During the Charlottesville events in Virginia last week, we saw a bizarre instance of transnational solidarity and exchange of compliments, fit for the age of social media. In an interview with Vice News, Matthew Heimbach, one of the organisers of the far-right rally, said in no uncertain terms that him and his fellow white supremacists, have been inspired by Greece’s far-right party Golden Dawn.
A few hours later Golden Dawn responded through its spokesperson Illias Kasidiaris (who is currently facing charges of heading a criminal organisation), declaring that the rally was a “dynamic demonstration against illegal immigration” by “American patriots”.
This might seem bizarre to people with the slightest grasp of the history of Greeks in the US. Once, not that long ago, they were the ones labelled “illegal immigrants” and became the targets of racist slurs and even attacks by the KKK. In fact, Greeks weren’t considered ‘white’.
How this strange relationship — which defies commonsensical perceptions of the far-right — came to be of course, is no mystery to those of us who have been monitoring the network of far-right groups that is becoming increasingly interconnected across the globe.
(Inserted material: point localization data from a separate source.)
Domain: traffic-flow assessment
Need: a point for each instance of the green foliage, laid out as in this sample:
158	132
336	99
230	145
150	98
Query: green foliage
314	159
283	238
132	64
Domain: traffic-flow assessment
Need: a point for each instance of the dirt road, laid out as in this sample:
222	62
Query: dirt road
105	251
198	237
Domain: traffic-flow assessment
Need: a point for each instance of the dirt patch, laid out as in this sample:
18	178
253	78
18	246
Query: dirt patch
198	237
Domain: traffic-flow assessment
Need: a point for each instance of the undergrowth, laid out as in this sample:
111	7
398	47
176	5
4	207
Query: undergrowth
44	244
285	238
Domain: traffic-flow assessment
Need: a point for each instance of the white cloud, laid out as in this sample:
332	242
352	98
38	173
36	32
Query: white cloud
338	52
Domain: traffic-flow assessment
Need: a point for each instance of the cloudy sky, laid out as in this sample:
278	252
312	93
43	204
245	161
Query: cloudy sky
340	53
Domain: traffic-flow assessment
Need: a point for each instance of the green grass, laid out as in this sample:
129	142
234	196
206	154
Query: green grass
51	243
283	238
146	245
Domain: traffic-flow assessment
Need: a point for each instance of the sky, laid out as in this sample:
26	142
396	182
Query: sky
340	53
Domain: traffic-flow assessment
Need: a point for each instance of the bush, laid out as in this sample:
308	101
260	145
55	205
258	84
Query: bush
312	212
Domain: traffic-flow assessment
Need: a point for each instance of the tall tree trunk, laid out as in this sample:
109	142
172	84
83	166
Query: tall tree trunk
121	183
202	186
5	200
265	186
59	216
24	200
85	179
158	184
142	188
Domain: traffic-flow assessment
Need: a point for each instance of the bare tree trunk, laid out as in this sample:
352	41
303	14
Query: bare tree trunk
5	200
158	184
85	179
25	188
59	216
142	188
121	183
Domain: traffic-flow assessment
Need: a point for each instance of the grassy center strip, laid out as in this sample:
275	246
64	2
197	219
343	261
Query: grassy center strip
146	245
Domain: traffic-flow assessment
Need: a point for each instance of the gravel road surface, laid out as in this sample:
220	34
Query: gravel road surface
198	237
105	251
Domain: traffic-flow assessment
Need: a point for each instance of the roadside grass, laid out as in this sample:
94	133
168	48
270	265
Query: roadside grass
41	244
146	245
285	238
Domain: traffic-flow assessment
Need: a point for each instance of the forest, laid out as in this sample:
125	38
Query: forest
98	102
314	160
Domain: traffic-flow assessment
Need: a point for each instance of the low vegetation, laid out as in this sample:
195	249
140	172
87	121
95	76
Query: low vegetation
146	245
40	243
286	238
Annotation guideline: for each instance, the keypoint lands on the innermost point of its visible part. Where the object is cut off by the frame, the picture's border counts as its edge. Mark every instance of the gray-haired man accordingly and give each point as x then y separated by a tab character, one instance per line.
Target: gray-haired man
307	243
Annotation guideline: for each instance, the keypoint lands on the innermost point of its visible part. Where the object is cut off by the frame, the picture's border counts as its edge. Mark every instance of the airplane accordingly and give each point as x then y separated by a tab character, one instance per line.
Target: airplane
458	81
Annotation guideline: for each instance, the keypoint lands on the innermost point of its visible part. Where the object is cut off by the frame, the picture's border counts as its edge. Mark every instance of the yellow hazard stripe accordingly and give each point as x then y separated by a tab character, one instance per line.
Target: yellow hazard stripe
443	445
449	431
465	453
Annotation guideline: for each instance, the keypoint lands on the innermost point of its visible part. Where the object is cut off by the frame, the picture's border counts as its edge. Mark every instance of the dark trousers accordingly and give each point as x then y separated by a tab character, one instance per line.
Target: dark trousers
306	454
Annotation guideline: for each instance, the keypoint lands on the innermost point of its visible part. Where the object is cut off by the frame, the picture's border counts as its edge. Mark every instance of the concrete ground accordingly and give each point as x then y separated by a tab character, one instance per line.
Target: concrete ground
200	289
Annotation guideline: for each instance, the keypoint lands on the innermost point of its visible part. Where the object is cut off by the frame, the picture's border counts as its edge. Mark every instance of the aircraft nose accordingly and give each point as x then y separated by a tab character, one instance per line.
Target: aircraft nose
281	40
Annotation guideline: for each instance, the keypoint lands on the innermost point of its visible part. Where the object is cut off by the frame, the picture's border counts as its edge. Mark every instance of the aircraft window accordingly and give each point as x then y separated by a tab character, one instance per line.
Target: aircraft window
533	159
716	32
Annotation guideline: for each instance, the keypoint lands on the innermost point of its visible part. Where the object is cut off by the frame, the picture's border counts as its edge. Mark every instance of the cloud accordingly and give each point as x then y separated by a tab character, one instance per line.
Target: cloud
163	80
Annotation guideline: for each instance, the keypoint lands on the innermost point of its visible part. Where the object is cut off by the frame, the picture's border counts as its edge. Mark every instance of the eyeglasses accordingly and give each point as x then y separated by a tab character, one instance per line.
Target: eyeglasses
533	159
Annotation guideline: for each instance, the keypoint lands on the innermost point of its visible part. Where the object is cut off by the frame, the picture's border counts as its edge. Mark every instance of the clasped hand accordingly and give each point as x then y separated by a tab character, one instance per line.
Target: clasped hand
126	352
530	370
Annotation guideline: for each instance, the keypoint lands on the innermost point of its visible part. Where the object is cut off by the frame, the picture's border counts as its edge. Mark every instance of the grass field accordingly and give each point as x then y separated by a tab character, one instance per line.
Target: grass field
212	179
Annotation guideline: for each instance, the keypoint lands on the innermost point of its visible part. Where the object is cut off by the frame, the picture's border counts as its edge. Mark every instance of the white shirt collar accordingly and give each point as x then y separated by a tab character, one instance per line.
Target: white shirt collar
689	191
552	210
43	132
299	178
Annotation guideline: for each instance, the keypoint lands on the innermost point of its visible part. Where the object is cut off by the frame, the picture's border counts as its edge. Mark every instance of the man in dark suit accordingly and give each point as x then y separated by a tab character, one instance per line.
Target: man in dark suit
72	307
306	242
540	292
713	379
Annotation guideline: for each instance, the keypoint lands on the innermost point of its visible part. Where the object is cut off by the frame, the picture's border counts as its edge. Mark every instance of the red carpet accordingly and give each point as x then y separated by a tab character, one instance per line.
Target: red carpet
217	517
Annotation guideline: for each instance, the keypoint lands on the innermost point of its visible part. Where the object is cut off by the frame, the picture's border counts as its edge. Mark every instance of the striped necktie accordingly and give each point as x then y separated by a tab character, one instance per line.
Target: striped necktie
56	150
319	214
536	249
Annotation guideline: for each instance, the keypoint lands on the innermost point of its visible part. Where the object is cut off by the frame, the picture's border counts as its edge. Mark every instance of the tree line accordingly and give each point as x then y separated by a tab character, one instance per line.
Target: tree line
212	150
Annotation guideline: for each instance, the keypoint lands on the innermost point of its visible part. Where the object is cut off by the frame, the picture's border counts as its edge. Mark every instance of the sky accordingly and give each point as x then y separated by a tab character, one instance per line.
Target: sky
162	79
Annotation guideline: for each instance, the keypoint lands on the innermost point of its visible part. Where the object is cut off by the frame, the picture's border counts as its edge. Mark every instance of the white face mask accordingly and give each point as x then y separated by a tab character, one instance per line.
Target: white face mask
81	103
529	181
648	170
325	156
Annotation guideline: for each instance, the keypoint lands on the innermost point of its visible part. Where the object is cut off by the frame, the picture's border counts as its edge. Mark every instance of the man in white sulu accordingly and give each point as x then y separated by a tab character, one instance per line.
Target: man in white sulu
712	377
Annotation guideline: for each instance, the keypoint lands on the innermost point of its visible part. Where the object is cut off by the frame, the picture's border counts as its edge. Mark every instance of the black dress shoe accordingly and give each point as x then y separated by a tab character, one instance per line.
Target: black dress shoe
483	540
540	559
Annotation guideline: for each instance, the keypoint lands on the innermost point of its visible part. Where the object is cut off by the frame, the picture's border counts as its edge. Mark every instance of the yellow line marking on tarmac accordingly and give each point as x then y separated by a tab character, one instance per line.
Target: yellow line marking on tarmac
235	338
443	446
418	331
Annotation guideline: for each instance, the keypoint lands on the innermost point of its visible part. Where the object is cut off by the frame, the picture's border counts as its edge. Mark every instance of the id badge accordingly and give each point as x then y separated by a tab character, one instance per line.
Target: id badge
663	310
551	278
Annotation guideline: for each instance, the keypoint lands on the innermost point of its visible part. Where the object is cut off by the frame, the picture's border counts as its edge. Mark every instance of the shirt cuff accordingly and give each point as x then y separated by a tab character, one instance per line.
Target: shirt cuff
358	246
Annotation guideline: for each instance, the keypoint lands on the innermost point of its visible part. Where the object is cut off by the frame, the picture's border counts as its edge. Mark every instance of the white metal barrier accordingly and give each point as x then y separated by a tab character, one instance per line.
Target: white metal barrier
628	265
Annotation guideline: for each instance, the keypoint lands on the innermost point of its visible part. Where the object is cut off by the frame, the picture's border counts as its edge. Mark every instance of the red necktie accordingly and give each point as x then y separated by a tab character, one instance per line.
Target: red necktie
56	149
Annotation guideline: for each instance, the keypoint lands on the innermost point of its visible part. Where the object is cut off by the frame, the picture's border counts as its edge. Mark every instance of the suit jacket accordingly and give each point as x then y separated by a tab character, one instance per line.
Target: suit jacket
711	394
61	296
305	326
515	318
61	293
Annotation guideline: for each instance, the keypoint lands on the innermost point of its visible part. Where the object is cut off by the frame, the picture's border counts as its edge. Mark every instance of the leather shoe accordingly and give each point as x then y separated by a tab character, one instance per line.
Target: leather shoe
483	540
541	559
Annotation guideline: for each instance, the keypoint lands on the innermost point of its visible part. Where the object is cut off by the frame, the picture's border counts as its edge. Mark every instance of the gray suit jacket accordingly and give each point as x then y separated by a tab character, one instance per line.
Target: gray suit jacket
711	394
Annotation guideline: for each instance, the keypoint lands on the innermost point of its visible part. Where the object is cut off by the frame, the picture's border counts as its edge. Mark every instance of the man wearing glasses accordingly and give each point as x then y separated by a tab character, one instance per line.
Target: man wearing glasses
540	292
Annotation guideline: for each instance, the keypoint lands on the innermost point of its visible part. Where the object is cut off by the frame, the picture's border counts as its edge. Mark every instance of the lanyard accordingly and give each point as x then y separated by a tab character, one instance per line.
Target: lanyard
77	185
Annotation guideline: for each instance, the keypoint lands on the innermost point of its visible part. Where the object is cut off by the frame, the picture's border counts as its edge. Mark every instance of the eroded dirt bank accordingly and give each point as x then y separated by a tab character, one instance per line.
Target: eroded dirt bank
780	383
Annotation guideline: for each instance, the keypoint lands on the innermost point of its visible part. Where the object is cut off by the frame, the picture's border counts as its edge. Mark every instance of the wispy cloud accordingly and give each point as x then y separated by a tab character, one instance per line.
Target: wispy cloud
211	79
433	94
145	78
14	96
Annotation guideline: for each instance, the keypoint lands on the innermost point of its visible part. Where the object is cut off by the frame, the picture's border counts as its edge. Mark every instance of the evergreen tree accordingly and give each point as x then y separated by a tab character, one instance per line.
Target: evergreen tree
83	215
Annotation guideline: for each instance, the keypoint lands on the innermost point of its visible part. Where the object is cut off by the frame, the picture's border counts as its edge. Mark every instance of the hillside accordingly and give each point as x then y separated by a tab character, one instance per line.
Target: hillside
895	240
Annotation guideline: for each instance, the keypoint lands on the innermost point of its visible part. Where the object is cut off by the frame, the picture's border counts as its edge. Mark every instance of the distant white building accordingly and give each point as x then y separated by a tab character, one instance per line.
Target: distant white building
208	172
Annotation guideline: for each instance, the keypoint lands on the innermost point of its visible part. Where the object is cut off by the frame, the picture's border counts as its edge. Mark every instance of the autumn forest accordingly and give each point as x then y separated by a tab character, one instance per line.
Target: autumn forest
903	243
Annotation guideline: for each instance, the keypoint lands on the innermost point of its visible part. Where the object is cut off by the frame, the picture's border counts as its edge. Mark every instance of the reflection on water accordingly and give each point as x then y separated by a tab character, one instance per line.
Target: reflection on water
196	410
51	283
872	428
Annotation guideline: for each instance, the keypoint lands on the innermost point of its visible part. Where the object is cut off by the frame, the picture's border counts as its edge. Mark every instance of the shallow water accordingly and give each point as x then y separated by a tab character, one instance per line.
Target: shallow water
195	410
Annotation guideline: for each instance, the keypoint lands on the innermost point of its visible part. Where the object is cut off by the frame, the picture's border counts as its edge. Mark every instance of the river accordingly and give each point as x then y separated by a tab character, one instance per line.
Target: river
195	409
It was only in March, 2015 that Matthew Heimbach, the white supremacist speaking to Vice, visited Greece. In photos taken by the Golden Dawn itself, we see him taking a tour of the Parliament building alongside the party’s leader Nikolaos Michaloliakos.

He is but one of possibly dozens of international far-right activists who have visited the country, to learn from the electoral success of the Golden Dawn, that seems to have built a solid block of almost half a million voters, which ranks them as the third largest party and grants them 17 seats in the Greek parliament.
If “America First” can sit alongside “Greece for Greeks” and, together with their British, Polish and other counterparts, get behind Syrian dictator Bashar al-Assad, while openly admiring strongmen like Modi, Duterte and (of course) Putin, we must look beyond just race and nation to understand what binds together these seemingly heterogeneous groups and individuals.
The answer is of course simple: power. Raw, unaccountable, unlimited power. Their gripe is not with individual groups, but with democracy itself. It isn’t so much superiority over other nations, but unshackled majoritarianism within individual countries, the freedom to trample on the weak as a form of governance. Cosmopolitanism becomes the arc-enemy because the individual who doesn’t abide by nations is able to not only refuse this absolute control, but escape it and wage intellectual war perhaps from abroad.
This isn’t a hypothetical scenario, as every dictator in modern history has had to face the loud voices of dissent domestically and internationally. And while the people trapped within a country’s border can be silenced, those abroad are a much harder target. Therefore the big plan becomes to turn every country into a prison under undemocratic, unaccountable control.
This is where the adoration for dictator Assad comes from. When his population rose up with demands of democracy and more justice, he cracked down on them with an iron fist and is still alive and in control, able to boast about it. He became a strongman to emulate. The Golden Dawn went as far as to send its representatives to meet him at his palace, and there are even rumours of Greek far-right activists fighting in Assad’s ranks.
Of course these people are deluded and if they got their “ideal world” they’d be at each others throats in no time at all. But that doesn’t make their plans any less dangerous. From the US to Greece, people have been murdered in the name of this paranoid fantasy of absolute control. Especially in the US, where we saw militias armed to the teeth ready for violence, the situation could spin out of control really quickly.
It is time we stop looking at the rise of the far-right as separate phenomena in each individual country. A first step would be to label adoptions of the far-right agenda by the mainstream as what they are, dangerous opportunism and cheap demagoguery which simply emboldens it. A second, more practical step, would be to start dealing with far-right groups as the outward looking, decentralised and international networks that they are, rather than almost metaphysical manifestations of irrational anger. There is a rationale there and it doesn’t simply boil down to racism or economic frustrations. A third, will be to act quickly to deal with manifestations of the phenomenon if and when it manifests at government level (for example in Hungary and Poland).
It is a paradox, but for tolerance to survive, we can’t tolerate the intolerant (as Karl Popper put it in 1945). It’s shameful for the EU to still look on while the Polish government stages attempt after attempt to consolidate power. It should be made clear that for instance, illiberal governments that break the fundamental tenets of the EU will lose access to funds (as almost happened both with Poland and Hungary). Firmer, more far-reaching action is clearly demanded from every side. Otherwise the list that includes Trayvon Martin, Shehzad Luqman, Pavlos Fyssas, Joe Cox and Heather Heyer among many others, will just keep getting longer.